Doch sie hatten keine andere Wahl. Harry stapfte zu einem säuerlich aussehenden Malfoy.
„So haben wir nicht gewettet, Potter!", keifte dieser ihn an.
„Ich muss doch sehr bitten, mein Name ist Harry. Ich hol uns mal ein Tierchen."
Er ging zur Kiste, da er wusste, dass Malfoy das Tier wohl kaum anpacken würde. In der Kiste lagen verschiedene Tiere. Hundewelpen waren schon von den Mädchen genommen worden, im Moment saß noch eine Katze dort, ein Frettchen und ein Schwein. Harry grinste und nahm das Frettchen.

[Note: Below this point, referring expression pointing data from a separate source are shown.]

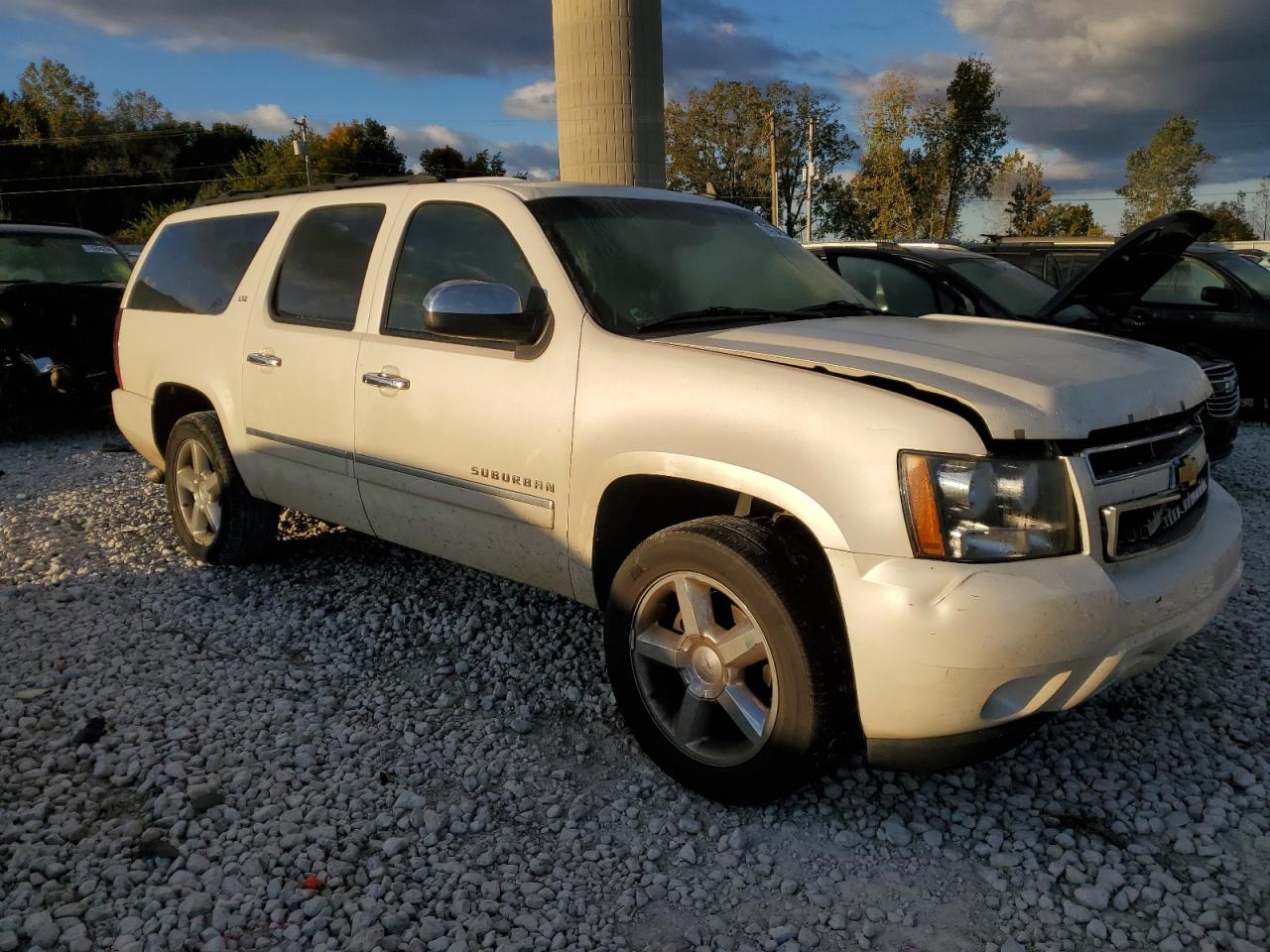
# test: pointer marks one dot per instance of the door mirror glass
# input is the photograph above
(480, 309)
(1220, 298)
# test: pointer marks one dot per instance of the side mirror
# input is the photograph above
(1220, 298)
(481, 309)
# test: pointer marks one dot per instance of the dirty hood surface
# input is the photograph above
(1026, 381)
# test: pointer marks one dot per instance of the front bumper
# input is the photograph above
(943, 651)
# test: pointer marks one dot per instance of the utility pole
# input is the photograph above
(811, 175)
(771, 149)
(302, 148)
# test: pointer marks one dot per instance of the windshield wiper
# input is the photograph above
(841, 307)
(721, 312)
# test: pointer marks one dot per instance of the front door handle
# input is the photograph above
(389, 381)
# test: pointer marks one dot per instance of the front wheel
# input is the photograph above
(216, 518)
(728, 658)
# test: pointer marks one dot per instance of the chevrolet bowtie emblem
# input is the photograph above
(1188, 471)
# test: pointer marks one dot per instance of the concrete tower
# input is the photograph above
(608, 91)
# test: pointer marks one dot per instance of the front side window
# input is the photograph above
(60, 258)
(1012, 289)
(1184, 285)
(447, 241)
(890, 287)
(194, 267)
(324, 267)
(639, 261)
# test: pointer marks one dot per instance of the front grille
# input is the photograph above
(1133, 457)
(1224, 379)
(1151, 492)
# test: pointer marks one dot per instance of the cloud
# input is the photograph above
(1095, 79)
(532, 102)
(702, 39)
(267, 119)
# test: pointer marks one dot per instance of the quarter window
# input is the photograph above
(1184, 285)
(889, 287)
(324, 268)
(194, 267)
(447, 241)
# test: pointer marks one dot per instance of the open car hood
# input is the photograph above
(1025, 381)
(1132, 266)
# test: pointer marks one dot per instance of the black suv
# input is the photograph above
(916, 278)
(1213, 298)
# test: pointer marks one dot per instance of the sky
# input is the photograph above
(1083, 81)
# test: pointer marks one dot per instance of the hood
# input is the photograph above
(1132, 266)
(1025, 381)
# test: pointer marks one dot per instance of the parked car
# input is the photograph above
(1213, 298)
(926, 278)
(60, 293)
(812, 527)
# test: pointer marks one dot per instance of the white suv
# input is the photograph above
(812, 527)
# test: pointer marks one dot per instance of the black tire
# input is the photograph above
(248, 526)
(784, 588)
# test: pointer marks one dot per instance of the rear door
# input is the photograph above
(299, 362)
(462, 445)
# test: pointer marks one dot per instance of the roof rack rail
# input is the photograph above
(326, 186)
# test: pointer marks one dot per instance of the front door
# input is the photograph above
(300, 359)
(462, 447)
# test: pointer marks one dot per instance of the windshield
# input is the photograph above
(638, 261)
(1243, 270)
(60, 258)
(1017, 291)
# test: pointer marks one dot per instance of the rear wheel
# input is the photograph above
(728, 658)
(216, 520)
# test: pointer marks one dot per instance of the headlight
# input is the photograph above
(982, 509)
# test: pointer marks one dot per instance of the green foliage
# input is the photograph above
(1232, 221)
(919, 190)
(1161, 177)
(448, 163)
(140, 229)
(720, 139)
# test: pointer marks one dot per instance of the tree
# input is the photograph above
(448, 163)
(1261, 208)
(962, 137)
(1161, 177)
(717, 139)
(884, 184)
(1070, 220)
(838, 212)
(1230, 221)
(720, 140)
(1029, 200)
(362, 149)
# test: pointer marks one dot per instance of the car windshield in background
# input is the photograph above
(638, 261)
(1017, 291)
(1255, 277)
(58, 258)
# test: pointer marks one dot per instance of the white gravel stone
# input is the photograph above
(413, 756)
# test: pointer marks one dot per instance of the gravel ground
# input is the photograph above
(361, 748)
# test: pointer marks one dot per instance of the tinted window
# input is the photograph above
(890, 287)
(635, 261)
(449, 243)
(194, 267)
(324, 268)
(1184, 285)
(1012, 289)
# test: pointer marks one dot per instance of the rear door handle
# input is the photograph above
(390, 381)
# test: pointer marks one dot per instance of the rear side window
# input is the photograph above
(324, 268)
(194, 267)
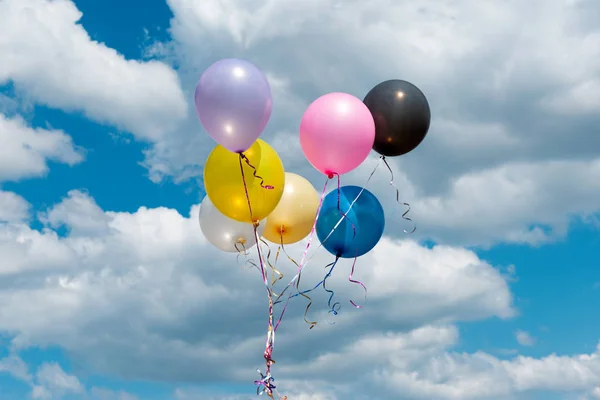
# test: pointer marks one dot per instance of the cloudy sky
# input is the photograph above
(109, 291)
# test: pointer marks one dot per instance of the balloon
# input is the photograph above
(293, 218)
(225, 233)
(402, 117)
(337, 133)
(366, 214)
(233, 102)
(225, 187)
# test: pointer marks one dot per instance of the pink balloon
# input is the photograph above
(337, 133)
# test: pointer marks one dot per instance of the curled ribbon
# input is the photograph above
(358, 283)
(254, 172)
(270, 341)
(404, 215)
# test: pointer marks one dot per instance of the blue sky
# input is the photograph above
(128, 303)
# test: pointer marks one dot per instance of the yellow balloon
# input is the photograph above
(225, 188)
(293, 218)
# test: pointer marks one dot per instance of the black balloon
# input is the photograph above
(402, 117)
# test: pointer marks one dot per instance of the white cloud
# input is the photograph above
(524, 338)
(25, 151)
(498, 165)
(16, 367)
(53, 382)
(107, 394)
(49, 56)
(148, 291)
(150, 280)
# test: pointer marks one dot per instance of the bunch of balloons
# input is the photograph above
(251, 199)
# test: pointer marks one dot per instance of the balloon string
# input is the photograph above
(242, 251)
(349, 208)
(276, 276)
(404, 215)
(311, 323)
(344, 214)
(266, 379)
(303, 261)
(358, 283)
(331, 266)
(254, 172)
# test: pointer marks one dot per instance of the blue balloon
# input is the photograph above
(366, 215)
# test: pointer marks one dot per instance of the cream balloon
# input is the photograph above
(225, 233)
(293, 218)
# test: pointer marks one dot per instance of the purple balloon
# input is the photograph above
(233, 101)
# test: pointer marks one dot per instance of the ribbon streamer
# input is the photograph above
(243, 252)
(266, 383)
(254, 173)
(275, 270)
(350, 278)
(304, 260)
(404, 215)
(303, 294)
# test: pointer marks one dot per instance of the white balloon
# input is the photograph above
(225, 233)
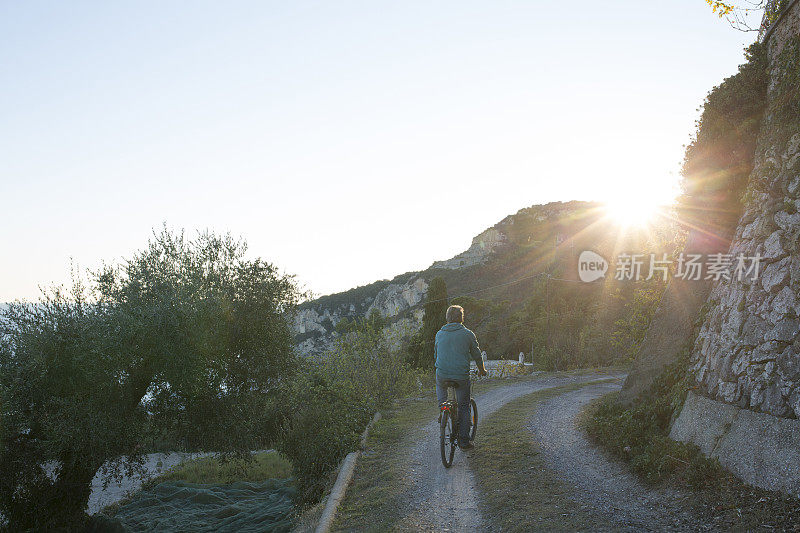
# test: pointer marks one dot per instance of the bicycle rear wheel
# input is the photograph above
(474, 410)
(447, 439)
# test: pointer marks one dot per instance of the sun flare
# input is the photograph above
(634, 211)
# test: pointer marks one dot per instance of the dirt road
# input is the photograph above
(446, 499)
(606, 488)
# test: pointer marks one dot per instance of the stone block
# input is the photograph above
(761, 449)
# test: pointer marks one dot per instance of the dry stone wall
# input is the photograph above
(748, 350)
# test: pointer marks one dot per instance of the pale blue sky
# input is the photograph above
(339, 138)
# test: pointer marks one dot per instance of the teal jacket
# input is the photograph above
(453, 347)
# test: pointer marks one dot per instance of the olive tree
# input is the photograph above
(185, 341)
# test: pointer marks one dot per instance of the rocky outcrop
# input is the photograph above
(748, 350)
(481, 249)
(398, 301)
(314, 324)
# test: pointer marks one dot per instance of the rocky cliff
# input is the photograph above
(504, 252)
(399, 300)
(748, 350)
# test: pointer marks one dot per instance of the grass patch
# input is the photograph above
(217, 471)
(639, 435)
(221, 471)
(518, 492)
(373, 501)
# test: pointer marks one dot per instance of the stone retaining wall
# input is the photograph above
(761, 449)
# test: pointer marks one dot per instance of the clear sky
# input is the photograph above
(345, 141)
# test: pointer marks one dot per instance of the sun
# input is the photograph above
(637, 211)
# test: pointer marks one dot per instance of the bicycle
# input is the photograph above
(449, 425)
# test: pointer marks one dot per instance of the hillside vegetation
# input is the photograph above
(526, 295)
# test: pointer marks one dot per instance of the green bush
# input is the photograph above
(333, 398)
(185, 342)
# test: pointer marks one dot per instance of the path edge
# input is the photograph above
(346, 471)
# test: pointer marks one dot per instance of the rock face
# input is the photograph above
(748, 349)
(314, 325)
(761, 449)
(399, 301)
(482, 247)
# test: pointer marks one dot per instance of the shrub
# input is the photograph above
(332, 399)
(639, 434)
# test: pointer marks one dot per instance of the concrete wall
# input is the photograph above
(761, 449)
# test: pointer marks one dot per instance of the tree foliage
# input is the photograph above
(719, 160)
(187, 340)
(332, 399)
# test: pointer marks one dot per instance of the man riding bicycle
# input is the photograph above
(453, 347)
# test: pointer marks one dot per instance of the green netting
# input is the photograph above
(180, 506)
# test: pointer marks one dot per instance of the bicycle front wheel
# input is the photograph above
(474, 409)
(447, 443)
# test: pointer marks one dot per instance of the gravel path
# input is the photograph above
(603, 486)
(446, 499)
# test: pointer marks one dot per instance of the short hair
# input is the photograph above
(455, 313)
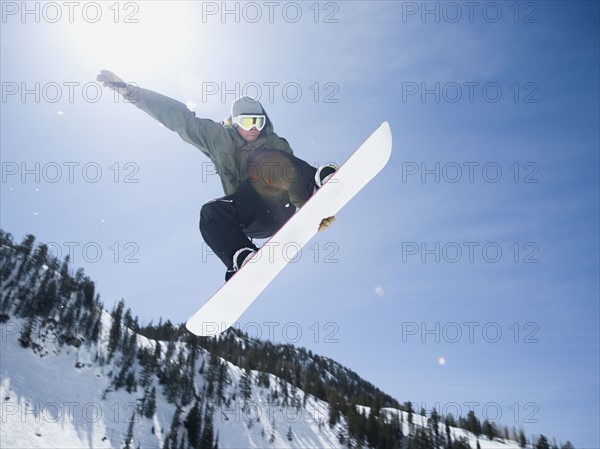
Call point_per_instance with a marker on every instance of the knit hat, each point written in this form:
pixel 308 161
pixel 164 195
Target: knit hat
pixel 246 106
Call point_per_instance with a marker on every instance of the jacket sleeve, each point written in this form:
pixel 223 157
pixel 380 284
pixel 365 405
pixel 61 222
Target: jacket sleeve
pixel 205 134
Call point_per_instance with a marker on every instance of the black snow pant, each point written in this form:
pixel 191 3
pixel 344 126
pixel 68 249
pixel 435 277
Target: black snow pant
pixel 229 223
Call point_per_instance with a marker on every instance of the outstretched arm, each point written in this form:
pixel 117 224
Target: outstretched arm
pixel 205 134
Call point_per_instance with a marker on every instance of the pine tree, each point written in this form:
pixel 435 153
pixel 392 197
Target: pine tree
pixel 522 439
pixel 473 425
pixel 207 437
pixel 246 386
pixel 193 424
pixel 434 424
pixel 129 437
pixel 114 335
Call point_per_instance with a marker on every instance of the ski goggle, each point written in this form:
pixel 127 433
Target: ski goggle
pixel 247 122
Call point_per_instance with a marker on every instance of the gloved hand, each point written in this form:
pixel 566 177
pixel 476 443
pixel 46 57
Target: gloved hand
pixel 325 223
pixel 112 81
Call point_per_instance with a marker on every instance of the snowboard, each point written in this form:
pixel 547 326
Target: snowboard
pixel 224 308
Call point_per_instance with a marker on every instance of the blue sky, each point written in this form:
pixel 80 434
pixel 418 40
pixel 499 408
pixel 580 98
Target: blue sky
pixel 477 244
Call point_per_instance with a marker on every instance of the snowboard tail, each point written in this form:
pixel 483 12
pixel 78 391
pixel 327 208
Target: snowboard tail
pixel 224 308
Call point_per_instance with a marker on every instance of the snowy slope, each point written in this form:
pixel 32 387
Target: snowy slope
pixel 75 376
pixel 63 398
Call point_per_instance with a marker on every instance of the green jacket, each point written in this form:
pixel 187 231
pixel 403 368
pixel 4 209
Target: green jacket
pixel 221 143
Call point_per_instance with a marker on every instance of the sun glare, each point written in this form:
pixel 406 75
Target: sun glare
pixel 132 35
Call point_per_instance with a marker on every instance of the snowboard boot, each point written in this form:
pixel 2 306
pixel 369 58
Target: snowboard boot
pixel 240 258
pixel 324 173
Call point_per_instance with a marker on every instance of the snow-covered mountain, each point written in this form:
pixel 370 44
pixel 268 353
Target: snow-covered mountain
pixel 76 376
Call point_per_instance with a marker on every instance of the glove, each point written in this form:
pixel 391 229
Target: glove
pixel 112 81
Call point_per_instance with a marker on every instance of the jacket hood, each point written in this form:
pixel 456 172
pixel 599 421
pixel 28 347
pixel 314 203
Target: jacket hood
pixel 249 146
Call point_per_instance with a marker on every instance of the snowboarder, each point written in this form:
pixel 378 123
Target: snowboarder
pixel 264 183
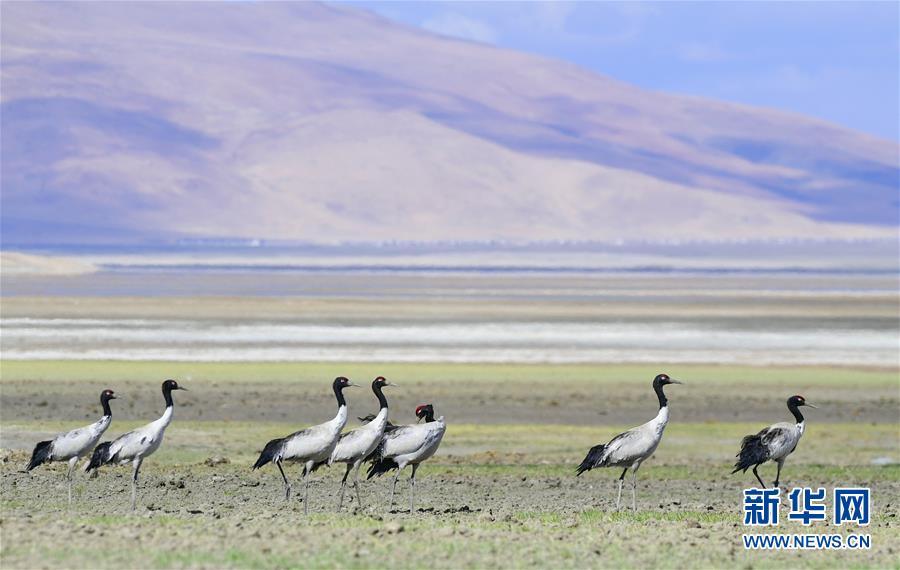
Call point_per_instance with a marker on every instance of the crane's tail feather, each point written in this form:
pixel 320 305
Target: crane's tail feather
pixel 591 460
pixel 381 467
pixel 41 454
pixel 753 452
pixel 269 453
pixel 99 457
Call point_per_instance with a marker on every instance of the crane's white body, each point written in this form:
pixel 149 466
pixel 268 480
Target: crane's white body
pixel 315 444
pixel 633 447
pixel 630 449
pixel 357 444
pixel 781 439
pixel 413 443
pixel 142 442
pixel 72 446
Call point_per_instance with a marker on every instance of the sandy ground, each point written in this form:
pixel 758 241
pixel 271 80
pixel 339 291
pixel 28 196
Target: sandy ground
pixel 500 492
pixel 196 516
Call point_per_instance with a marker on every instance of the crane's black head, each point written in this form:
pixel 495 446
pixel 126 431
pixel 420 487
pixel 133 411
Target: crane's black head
pixel 797 401
pixel 663 380
pixel 340 383
pixel 425 412
pixel 170 385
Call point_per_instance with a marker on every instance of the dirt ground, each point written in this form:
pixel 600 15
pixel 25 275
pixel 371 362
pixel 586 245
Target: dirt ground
pixel 501 491
pixel 193 516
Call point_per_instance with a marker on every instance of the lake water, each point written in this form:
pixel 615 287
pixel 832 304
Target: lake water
pixel 494 342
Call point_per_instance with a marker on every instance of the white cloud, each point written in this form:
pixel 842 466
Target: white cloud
pixel 458 26
pixel 696 52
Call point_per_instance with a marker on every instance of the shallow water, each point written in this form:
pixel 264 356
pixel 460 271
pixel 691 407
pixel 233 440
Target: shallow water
pixel 537 342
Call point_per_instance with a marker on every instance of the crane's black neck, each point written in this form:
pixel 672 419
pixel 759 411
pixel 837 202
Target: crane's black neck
pixel 104 401
pixel 663 402
pixel 796 411
pixel 382 401
pixel 167 394
pixel 339 394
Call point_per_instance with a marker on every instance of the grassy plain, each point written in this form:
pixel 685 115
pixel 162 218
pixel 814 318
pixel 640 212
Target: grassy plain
pixel 500 493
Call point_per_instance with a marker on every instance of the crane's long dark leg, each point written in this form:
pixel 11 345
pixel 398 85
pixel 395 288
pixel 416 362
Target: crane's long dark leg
pixel 412 489
pixel 72 463
pixel 394 488
pixel 634 487
pixel 758 478
pixel 621 482
pixel 287 485
pixel 137 468
pixel 344 485
pixel 778 475
pixel 356 483
pixel 306 471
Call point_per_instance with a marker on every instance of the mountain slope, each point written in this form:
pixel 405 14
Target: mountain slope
pixel 306 121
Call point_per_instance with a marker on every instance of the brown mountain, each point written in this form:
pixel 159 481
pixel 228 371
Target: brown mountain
pixel 134 121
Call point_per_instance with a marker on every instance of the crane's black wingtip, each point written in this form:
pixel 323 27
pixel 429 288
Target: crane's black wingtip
pixel 41 454
pixel 591 460
pixel 268 453
pixel 99 457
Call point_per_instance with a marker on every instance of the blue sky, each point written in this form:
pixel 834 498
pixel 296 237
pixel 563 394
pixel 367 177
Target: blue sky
pixel 834 60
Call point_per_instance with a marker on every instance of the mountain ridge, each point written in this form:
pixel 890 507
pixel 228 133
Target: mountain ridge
pixel 314 121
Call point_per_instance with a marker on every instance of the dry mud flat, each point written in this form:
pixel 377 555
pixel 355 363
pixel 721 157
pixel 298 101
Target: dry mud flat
pixel 468 515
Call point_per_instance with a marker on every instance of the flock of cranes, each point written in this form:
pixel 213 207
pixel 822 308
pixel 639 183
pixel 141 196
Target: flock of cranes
pixel 385 446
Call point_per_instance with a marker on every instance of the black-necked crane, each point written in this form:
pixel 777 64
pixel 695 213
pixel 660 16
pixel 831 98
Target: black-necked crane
pixel 774 443
pixel 311 446
pixel 135 446
pixel 631 448
pixel 356 445
pixel 73 445
pixel 408 445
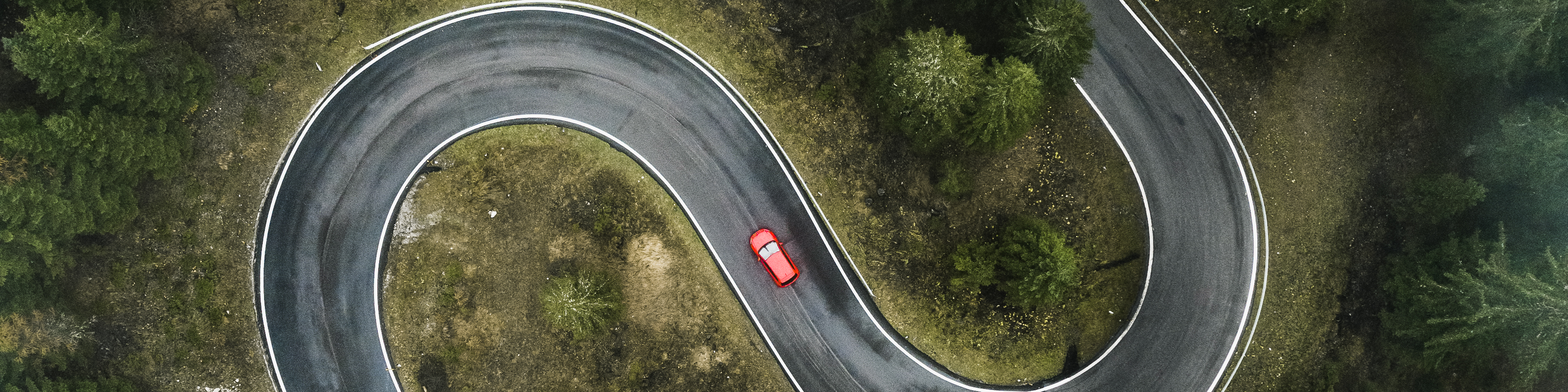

Dasselbe an der Leine entfernten er und Malfoy sich von der Klasse und gingen schweigend über das Schlossgelände. Harry sah Ron von weitem, mit zwei Schweinen, äh, einem Schwein und Zabini herumspazieren. Er sah nicht sehr fröhlich aus.
„Draco, willst du nicht auch einmal?", fragte Harry und hielt ihm die Leine hin. Malfoy musterte das Frettchen angewidert.
„Nein, Potter."
„Och, komm schon, wir sollen uns doch helfen!", feixte Harry. Indem er nett zu Malfoy war, ärgerte er ihn mehr als sonst, und das Beste war, Malfoy konnte nichts dagegen tun. Irgendwie war der Plan von Dumbledore ja doch nicht so schlecht. Solange es nicht zum äußersten kam.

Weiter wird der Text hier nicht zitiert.